(Am I the only one who checked the coedastronomy site in case they meant March 3 Greenwich time?)
I can post an admission that I'm half-done with a handful of projects, but I don't have to like it. I finish projects! Or I give them up! (Right now, I am making a "chop" hand gesture to emphasize my willingness to give up on stalled projects.) So after posting that blog item, I forced myself to get my act together. (Right now I am gritting and baring my teeth to illustrate my renewed strength of purpose.)
Thus: a page of photos of San Francisco's 17th Street. A couple of weeks back, when it stopped raining, I walked the length of 17th Street. I snapped a bunch of photos. And then for two weeks, I didn't get around to captioning/uploading them. Instead, I just groused about not enjoying being in the middle of projects. Today, I finally finished slapping some captions on. Allez-oupload! I will now stop worrying about those photos.
Last night, I wasn't doing photos. Last night, I finished off my Erlang experiment. I was trying to learn about Erlang concurrency. And sure enough, concurrency is indeed easy with Erlang. Here's my program's, uhm, central dispatch control loop thingy:
queue(Migrant) -> receive TradedList -> RanList = cull_unhealthy(TradedList), {NewMigrant, NewList} = judge(Migrant, RanList), spawn(critter, run_n_trades, [self(), clear_state(NewList), 500]), queue(NewMigrant) end.
That "spawn" spawns a new thread, a thread that executes a function called run_n_trades. That "receive" receives a message.

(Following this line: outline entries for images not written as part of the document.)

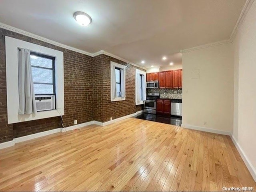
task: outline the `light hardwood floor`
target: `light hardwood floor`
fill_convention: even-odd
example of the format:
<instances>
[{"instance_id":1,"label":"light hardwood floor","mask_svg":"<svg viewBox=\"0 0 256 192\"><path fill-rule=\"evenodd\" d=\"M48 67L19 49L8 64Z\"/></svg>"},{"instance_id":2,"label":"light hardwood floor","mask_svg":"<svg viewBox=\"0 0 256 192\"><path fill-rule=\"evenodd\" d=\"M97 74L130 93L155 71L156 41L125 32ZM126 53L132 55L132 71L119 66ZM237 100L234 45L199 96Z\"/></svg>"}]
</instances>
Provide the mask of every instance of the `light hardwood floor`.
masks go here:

run_n_trades(Queue_PID, List, 0) -> Queue_PID ! List; run_n_trades(Queue_PID, List, N) -> run_n_trades(Queue_PID, run_trades(List), N-1).
It's not obvious from this code, but run_n_trades does a lot of data crunching and then sends the results back to the, uhm, central dispatch control loop thingy. (It's that mysterious Queue_PID ! List blob.) That's sending back the data structure that the queue will receive. How does this message-passing benefit me? Well, I actually had two threads doing big data crunching at the same time. Each one would crunch, crunch, crunch, then send results back to the queue. The queue could combine their answers. (In this case, the "combine" was allowing one of the genetic-algorithm "critters" to migrate from one batch of critters to... whichever batch was next passed back to the queue. (But this parenthetical remark probably doesn't make much sense unless you're looking at the whole program, which isn't really interesting enough to be worth it.))
What did I learn from all this?
- Erlang is not so bad. I am not fond of languages designed by people in love with recursion. Among those, Erlang is not so frustrating as many.
- Erlang concurrency is indeed easy. If I were writing a program whose main challenge was coordinating many threads, watching a little data on each thread, I'd be glad to have Erlang in my bag of tricks. Because those problems can be really hard, and Erlang has nice language structures for these.
- Erlang was not a great choice for my sample program's purpose: yet another genetic-algorithm prisoner's dilemma fun-fest. Part of Erlang's safety comes from discouraging you from changing the value of variables. Instead, you're supposed to create new variables whose values don't change. (Is "variables" even the right word?) So if you're moving around little structs, there's some extra copies but you don't sweat it much. But if you make many tiny changes to a big array of structs... Erlang isn't a great choice.
- But it does suggest some ways to make thread-safe programming safer in, you know, real programming languages like C++. Maybe you make a rule saying that cross-thread messages pass in copies, not originals. That's one extra copy, but one extra copy maybe isn't so bad. And at least everyone knows which thread is responsible for which data structure.
Am I rambling? Sorry, I'm rambling. I'm just so happy that I have an excuse to stop thinking about Erlang now that I did what I set out to do. And I'm glad I finally uploaded those photos. So... I'm rambling. You shouldn't have to listen to me ramble. Here, go look at photos instead.